It’s a surprise at every turn as the court transcript unfolds. A fast-paced page-turner, a potboiler that has you riveted to a world of political intrigue. You are taken into the nooks and crannies of the jigsaw puzzle.
It is a place whose founder was an Ismaili, its president Shia, its prime minister Sunni, its bureaucrats Muhajir, its scientists Ahmedi, its peasants Hindu, its workers Christian, its teachers lazy, its doctors greedy, its labourers hungry, its politicians corrupt, its biryani Sindhi, its naan Afghani and its youth still hopeful.

Into this brew, throw some untamed Jihadis, a box of exploding mangoes, a Mr Ten Percent and a Permanently Pregnant Prime Minister and the pace is set.
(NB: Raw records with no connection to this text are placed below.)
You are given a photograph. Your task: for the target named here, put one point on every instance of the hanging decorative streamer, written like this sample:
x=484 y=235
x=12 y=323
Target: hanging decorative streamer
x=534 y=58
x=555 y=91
You find yourself in a place where death doesn’t knock on the door before entering, it comes unannounced. A bomb blast, a bullet gone astray, a blow in the head and before you know it, boom! The life has gone out of you. Cooked, as they say here in the city. Dynastic politics catapults Rani Shah into the Prime Minister’s chair where ‘Power corrupts and absolute power corrupts absolutely!’
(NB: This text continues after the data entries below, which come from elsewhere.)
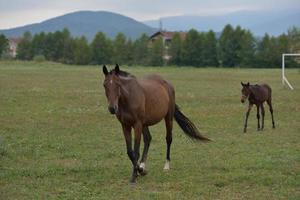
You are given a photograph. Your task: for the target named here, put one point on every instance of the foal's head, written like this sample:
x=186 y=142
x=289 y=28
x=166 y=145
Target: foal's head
x=245 y=91
x=112 y=85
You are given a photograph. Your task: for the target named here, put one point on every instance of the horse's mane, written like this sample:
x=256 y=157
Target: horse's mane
x=122 y=73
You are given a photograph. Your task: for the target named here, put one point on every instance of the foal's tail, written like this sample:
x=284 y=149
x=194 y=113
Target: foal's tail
x=187 y=126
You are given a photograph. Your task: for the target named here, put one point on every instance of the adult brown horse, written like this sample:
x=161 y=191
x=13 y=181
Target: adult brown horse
x=257 y=94
x=140 y=103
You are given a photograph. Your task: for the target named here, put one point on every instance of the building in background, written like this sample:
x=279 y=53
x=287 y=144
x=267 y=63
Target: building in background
x=167 y=39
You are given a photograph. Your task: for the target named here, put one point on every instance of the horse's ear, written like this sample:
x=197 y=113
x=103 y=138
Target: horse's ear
x=117 y=69
x=104 y=69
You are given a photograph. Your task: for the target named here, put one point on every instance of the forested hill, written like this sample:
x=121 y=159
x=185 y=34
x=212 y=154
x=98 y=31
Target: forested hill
x=86 y=23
The story unfolds through the eyes of Nazo or Nazneen Khan. It’s a tale of cloying friendship between two ambitious women to whom loyalty and deception are like a game of chess. A game of high-level state corruption and political machinations, where public welfare is reduced to a monkey climbing a greased pole—two steps up and three steps backwards. And it’s not just the PM’s husband who is corrupt. Everyone gets into the act: the army, the nuclear scientists, the schools, the Jihadis and Nazo too. At the court, the prosecutor lays down the charge in the first few pages.

‘Miss Nazeen Khan, commonly known as Nazo, has been accused of conspiring to assassinate the country’s first female Prime Minister, Madam Rani Shah. Although the body was charred in the explosion, new evidence has revealed that her death was not due to the suicide bombing as was previously believed, but by a bullet shot at close range. Almost as if by someone seated next to her….’ Though stretching credibility is the unfettered manner in which almost the entire populace, from the Jihadis to the dam protesters; from journalists to household help walk in and through the PMs residence. Of course I’m presuming that in a country wracked by violence the level of security would make it next to the impossible to throw tomatoes at the windows, no matter how much you want to do it.

Squished between the Jihadis and the ‘Big Brother is Watching’ army, it is small wonder that the common man, willy-nilly, finds himself recruited as a card carrying member of the JohJitaUohDeyNaal Party or where the winner takes it all. Generally a good read with a well-crafted twist in the end. And so does the book! A good read.